June 5, 2026

Protecting suburb views costs renters 35% more according to Treasury’s own data

Explore the modern skyline of Auckland with its iconic waterfront view featuring skyscrapers and a tranquil harbor.

Three cuts, no committee

Housing Minister Chris Bishop has now reduced Auckland’s minimum housing capacity target twice since February 2026, bringing it from approximately 2.07 million homes under Plan Change 78 down to 1.4 million under Plan Change 120. That is a 23% reduction from the original figure. The Resource Management (Auckland Housing) Amendment Bill was passed under urgency without select committee referral, meaning the development industry had no formal opportunity to push back.

The existing Auckland Unitary Plan already allows for approximately 1.2 million homes, including 900,000 in residential areas. That means up to three-quarters of the additional capacity the new plan was supposed to unlock may now be gone.

Bishop’s line is that “nothing has fundamentally changed”, with officials estimating real-world capacity will still land around 1.6 million once mandatory upzoning around City Rail Link stations is factored in. He called the original 2 million target “a red herring that transformed into a lightning rod”. Auckland Mayor Wayne Brown was blunter: “Bishop’s been done over by his own party and Act.”

The political pressure came from property-owning suburbs

The push to scale back came primarily from ACT leader David Seymour, Prime Minister Christopher Luxon, and Howick MP Simeon Brown, all of whom opposed intensification in wealthier suburbs like Botany, Parnell, and Epsom. Seymour framed the retreat as a return to the status quo, saying the 1.4 million figure “brings the number closer to the Auckland Unitary Plan agreed on way back in 2016.”

Greater Auckland’s Connor Sharp called it “galling to see senior politicians (and coincidentally property-owners) like Christopher Luxon, Simeon Brown and David Seymour vehemently opposing the plan” and warned the headline cuts reward NIMBY groups to keep scaremongering.

Dr Eric Crampton, Chief Economist at the New Zealand Initiative, identified the political trap precisely in February 2026: “If central government sets housing targets reflecting only the number that are likely to be built, the number would draw far less opposition. But housing would remain expensive.” A smaller number is politically easier. It is also economically worse.

The 2016 reform worked and this risks unwinding it

The evidence is not ambiguous. A November 2024 Treasury Housing Technical Working Group analysis found that six years after the 2016 Auckland Unitary Plan upzoned roughly three-quarters of the city’s residential land, rents for three-bedroom dwellings were 22-35% lower than they would have been without reform. New dwelling permits per capita doubled within five years. Meanwhile, the urban fringe land premium hit $378.40 per square metre in 2021, up from $176 in 2010, direct evidence that supply restrictions still capitalise into land prices.

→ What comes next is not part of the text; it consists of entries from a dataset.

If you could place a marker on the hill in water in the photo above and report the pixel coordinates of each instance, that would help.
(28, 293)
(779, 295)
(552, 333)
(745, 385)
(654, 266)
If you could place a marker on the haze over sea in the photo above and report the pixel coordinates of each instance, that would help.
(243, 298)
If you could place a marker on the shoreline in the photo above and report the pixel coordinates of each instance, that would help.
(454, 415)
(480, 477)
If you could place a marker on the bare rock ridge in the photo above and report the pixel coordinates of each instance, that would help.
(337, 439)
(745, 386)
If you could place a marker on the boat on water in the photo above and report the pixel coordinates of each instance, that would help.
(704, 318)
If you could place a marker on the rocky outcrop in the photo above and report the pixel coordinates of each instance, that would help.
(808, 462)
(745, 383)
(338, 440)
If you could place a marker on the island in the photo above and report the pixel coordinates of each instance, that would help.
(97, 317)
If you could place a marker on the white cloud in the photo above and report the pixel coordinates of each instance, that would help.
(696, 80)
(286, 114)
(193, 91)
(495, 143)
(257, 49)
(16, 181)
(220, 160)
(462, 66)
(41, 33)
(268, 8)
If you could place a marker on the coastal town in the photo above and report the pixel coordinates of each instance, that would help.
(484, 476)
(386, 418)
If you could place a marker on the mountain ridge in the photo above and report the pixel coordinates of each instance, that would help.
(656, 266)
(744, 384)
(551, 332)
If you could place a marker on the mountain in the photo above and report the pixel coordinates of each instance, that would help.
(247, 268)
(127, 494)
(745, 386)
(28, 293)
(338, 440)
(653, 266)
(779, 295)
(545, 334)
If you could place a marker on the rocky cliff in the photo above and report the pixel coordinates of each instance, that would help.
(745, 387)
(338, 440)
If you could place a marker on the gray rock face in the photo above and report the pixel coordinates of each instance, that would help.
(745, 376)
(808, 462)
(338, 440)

The development sector is already on its knees. Mark Todd, co-founder of apartment developer Ockham, told The Spinoff his firm has laid off 10 of its 27 staff. Just 16 apartments were sold off-plan across the entire city in Q4 2025, compared to around 700 per quarter at the mid-2010s peak. Todd’s verdict: “All the success in Auckland housing is despite the meddling from Wellington.”

This is a labour market problem disguised as a planning debate

Auckland’s unemployment rate hit 6.4% in December 2025, the highest since 2014, with employment growth negative for six consecutive quarters. The median house price sits at $1,040,000. Consenting data shows 15,985 dwellings consented in the year to March 2026, up 14% annually but still 27% below the September 2022 peak. Only 23% of new dwellings were within 1,500 metres of the rapid transit network.

For business owners trying to hire in Auckland, this is the sharpest edge of the problem. A city where workers cannot afford to live near jobs is a city with longer commutes, higher wage demands, and reduced capacity to attract talent. Restricting where housing can be built does not just protect leafy suburbs. It raises the cost of doing business for every employer in the region.

The HUD Cabinet paper also exempts Auckland Council from preparing its Housing and Business Development Capacity Assessment for the 2027 Long Term Plan, removing a key accountability mechanism at a critical planning juncture. The government has simultaneously reduced the target, bypassed scrutiny, and eliminated the reporting requirement that would have measured the consequences. If you were designing a policy to protect incumbent homeowners while ensuring nobody could track the damage, this is exactly what it would look like.